Nearly 80 percent of the smart board technology has been purchased with grant money and with funding provided by Parent-Teacher organizations and other sources, Dalton said.
Knight expressed concern about "forcing" teachers to use the smart boards to which Wegener replied that teacher training is an integral part of the district's technology plan and teachers will be expected to "join the universe where it is now."
Because of Tuesday's lengthy agenda, Burroughs proposed scheduling another work session to continue the discussion, but Knight agreed to put the matter to rest. He did insist on having one last word on the matter, however.
He said he disagrees with the district's emphasis on technology, adding that he believes the community would prefer more student-teacher contact instead.
In a telephone conversation Wednesday, Knight said he is not opposed to technology.
"I'm a pro tech guy," he said. "But there are certain tech things we can purchase for the district that are a lot cheaper."
In other business Tuesday night, the board agreed to honor a great former Baker High School athlete by approving an official name for the BHS track.
It will now be known as the Dan Kelly Memorial Track in honor of the young man who won a silver medal in the broad jump at the 1908 Olympics in London as a member of the United States track and field team.
Baker High School principal Jerry Peacock said the BHS Leadership class became interested in honoring Kelly after his story was told by Baker City historian Gary Dielman. Dielman's story was published in the Nov. 25, 2009, edition of the Baker City Herald.
Kelly grew up in Baker City and in 1906, as a University of Oregon sophomore, he claimed the 100-yard-dash world record at a meet in Spokane, Wash. His time of 9.6 seconds, stood for 23 years. Kelly also won the broad jump and set another record in the 220-yard dash during the Spokane competition.

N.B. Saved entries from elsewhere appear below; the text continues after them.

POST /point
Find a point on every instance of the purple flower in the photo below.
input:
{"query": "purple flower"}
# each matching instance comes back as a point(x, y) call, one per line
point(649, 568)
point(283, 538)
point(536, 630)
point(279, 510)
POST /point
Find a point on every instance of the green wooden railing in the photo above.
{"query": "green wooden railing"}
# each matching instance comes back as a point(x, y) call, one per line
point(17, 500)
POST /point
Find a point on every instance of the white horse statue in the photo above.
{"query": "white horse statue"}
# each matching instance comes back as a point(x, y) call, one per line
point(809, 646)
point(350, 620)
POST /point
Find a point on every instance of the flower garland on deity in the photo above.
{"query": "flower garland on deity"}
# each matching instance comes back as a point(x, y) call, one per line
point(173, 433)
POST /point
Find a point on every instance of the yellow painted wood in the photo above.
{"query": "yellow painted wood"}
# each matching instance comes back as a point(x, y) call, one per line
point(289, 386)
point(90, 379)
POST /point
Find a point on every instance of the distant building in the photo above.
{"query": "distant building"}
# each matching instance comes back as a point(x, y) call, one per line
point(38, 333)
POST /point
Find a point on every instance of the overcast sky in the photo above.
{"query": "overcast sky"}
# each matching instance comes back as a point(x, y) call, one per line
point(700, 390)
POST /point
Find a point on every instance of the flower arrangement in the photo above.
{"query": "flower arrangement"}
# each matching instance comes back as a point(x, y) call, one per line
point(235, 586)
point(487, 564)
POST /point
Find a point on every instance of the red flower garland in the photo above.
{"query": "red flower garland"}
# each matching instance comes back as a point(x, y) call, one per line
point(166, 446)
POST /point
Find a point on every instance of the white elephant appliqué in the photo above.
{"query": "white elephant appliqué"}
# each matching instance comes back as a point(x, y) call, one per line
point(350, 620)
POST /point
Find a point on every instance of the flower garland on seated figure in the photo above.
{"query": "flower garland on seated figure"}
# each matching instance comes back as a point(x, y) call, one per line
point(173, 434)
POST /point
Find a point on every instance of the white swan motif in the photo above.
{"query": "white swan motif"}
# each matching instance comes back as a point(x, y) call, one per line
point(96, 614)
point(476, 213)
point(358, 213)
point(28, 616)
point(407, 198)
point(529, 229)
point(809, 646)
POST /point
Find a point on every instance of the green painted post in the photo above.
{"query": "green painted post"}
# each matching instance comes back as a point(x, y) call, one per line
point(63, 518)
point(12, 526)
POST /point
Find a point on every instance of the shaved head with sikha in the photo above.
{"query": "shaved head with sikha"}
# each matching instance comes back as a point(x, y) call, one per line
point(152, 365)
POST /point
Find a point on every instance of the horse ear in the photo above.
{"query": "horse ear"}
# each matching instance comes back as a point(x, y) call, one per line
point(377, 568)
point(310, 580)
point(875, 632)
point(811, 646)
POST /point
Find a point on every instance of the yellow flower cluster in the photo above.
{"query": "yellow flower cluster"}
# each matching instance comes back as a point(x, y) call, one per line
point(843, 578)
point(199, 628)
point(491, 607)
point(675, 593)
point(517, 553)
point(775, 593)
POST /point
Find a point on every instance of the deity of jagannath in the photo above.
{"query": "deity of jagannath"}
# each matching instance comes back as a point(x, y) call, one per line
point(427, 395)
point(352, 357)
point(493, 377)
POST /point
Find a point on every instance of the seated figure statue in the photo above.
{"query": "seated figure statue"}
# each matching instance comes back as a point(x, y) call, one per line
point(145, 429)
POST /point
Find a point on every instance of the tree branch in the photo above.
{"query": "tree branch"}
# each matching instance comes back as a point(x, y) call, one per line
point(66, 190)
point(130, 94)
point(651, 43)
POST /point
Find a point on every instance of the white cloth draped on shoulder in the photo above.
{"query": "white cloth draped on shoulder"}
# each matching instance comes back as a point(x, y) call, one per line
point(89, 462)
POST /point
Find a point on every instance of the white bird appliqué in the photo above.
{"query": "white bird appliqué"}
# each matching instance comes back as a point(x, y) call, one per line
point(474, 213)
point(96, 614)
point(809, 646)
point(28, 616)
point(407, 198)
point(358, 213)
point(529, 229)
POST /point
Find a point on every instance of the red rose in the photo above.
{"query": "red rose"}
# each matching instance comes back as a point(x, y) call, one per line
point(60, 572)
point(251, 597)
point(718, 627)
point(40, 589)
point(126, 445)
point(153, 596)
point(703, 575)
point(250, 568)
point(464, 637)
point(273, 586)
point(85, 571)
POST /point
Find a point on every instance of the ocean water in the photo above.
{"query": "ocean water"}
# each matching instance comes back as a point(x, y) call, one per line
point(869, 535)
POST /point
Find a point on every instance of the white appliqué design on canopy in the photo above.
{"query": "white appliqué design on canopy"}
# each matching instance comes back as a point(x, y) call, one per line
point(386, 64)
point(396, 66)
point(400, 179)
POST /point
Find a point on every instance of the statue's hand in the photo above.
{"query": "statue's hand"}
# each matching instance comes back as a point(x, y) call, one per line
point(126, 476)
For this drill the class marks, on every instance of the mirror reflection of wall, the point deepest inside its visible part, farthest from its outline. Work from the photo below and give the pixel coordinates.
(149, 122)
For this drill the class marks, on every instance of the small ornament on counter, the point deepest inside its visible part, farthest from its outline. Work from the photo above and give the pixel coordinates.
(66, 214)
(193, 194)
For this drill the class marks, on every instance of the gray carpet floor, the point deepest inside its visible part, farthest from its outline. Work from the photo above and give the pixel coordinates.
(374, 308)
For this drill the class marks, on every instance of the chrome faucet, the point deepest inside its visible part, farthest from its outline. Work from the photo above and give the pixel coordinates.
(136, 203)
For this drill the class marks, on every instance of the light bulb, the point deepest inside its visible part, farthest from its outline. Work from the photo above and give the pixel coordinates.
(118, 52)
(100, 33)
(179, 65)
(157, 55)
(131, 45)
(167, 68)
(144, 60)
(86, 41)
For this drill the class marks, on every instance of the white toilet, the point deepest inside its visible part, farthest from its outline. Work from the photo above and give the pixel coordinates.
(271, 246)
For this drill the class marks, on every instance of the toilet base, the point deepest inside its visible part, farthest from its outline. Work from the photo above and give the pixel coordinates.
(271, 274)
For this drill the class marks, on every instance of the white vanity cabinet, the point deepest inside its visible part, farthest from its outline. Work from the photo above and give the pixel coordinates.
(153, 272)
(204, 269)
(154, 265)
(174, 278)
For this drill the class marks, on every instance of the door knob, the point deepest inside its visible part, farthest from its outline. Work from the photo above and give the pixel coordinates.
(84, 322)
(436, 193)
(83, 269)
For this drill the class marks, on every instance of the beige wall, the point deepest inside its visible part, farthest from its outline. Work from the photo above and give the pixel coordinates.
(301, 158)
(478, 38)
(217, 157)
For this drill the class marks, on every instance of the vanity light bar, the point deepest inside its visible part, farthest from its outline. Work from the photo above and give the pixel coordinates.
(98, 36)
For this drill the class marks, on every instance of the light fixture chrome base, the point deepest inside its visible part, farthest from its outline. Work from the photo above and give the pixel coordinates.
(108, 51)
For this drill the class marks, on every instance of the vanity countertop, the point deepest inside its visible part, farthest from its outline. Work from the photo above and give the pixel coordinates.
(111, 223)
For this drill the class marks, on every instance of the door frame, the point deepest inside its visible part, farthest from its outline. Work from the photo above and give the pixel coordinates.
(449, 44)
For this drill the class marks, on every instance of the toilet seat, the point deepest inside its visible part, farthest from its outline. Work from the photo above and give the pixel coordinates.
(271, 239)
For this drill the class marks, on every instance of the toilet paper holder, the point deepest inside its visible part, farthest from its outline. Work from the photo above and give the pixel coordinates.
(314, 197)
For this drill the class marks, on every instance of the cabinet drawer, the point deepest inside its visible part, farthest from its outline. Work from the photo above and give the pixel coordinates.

Peacock said today that with funding provided by the Leo Adler Foundation, the high school plans to install a windbreak on the north end of the track. Archways and a kiosk with information about Kelly also will be incorporated into the project.
In other action Tuesday night, the board accepted the audit as presented by Mitch Saul of the Oster Professional Group accounting firm in John Day.
Saul praised the efforts of the district to improve accounting practices.
"As far as anything significant, this is essentially a clean audit," he told the board.